Thomas J. Ahrens, a geophysics professor at the California Institute of Technology, agreed with Ellsworth’s warning. Like "Jurassic Park's dinosaurs," he said, such earthquakes "may easily get out of control.”

The idea of deliberate human intervention to prevent big earthquakes is a favorite one of geology enthusiasts on various Internet forums. The webmaster of one of them, http://www.earthwaves.org, noted another problem with such an endeavor: "'Triggering' implies knowledge of the stressed faults, and I'm told we keep discovering new bad ones only when they go off.” The hazard, which other posters agreed on, was that “trying to manipulate a known one seems like it has a serious chance of triggering an unknown one.”

Another big problem to overcome is legal, not scientific.

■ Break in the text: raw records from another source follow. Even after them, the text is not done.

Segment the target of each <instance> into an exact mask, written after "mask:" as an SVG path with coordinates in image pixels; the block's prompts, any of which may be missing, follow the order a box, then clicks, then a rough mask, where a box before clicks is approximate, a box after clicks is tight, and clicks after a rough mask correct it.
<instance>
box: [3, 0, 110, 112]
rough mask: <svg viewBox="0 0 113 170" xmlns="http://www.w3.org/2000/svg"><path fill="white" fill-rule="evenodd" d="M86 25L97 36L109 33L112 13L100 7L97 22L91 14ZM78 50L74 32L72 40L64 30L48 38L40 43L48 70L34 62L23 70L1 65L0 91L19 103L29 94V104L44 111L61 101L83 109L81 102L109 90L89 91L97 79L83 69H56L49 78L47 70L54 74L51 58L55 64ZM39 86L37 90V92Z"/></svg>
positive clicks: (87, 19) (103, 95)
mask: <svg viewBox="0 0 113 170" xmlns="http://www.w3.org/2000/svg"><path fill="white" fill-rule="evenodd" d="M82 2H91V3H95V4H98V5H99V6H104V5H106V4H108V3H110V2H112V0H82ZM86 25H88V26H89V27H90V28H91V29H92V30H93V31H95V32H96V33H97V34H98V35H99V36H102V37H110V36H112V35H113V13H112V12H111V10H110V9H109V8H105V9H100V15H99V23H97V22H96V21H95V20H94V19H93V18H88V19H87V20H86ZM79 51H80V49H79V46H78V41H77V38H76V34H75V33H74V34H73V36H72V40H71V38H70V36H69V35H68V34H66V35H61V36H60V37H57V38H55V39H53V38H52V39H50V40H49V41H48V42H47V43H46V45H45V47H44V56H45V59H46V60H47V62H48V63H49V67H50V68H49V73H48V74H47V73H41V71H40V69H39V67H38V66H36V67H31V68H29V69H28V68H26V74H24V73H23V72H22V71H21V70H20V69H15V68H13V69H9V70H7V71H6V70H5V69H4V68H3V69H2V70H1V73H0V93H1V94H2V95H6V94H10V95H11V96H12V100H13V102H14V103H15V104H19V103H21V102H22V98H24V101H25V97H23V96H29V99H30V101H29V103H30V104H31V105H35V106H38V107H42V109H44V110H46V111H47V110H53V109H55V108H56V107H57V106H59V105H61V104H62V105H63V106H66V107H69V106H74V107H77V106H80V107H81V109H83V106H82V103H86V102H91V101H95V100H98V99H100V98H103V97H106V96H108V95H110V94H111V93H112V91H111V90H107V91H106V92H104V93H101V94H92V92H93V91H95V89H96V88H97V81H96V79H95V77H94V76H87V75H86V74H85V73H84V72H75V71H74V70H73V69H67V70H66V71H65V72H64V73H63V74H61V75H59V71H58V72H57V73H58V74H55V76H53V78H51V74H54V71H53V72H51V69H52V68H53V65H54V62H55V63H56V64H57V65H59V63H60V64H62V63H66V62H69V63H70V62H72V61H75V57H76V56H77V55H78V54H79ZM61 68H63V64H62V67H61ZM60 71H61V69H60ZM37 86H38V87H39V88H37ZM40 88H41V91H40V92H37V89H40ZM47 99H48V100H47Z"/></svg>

In a 1994 article for the Journal of Environmental Law and Litigation, authors Darlene A. Cypser and Scott D. Davis note that damage from human-induced earthquakes "cannot be excused as an act of God." Thus, liability claims could be pursued based on a number of legal precedents, including tresspass and nuisance law.

Perhaps a hundred years from now, geophysics will have mapped the faults in Earth’s crust and geological engineers will have installed lubrication wells to modulate the tectonic-induced slippage so as to reduce sudden, large shocks. Until then, hurdles both scientific, technological and litigious all stand in the way.

NBC News space analyst Jim Oberg is working on a book about deliberate climatic and environmental manipulation.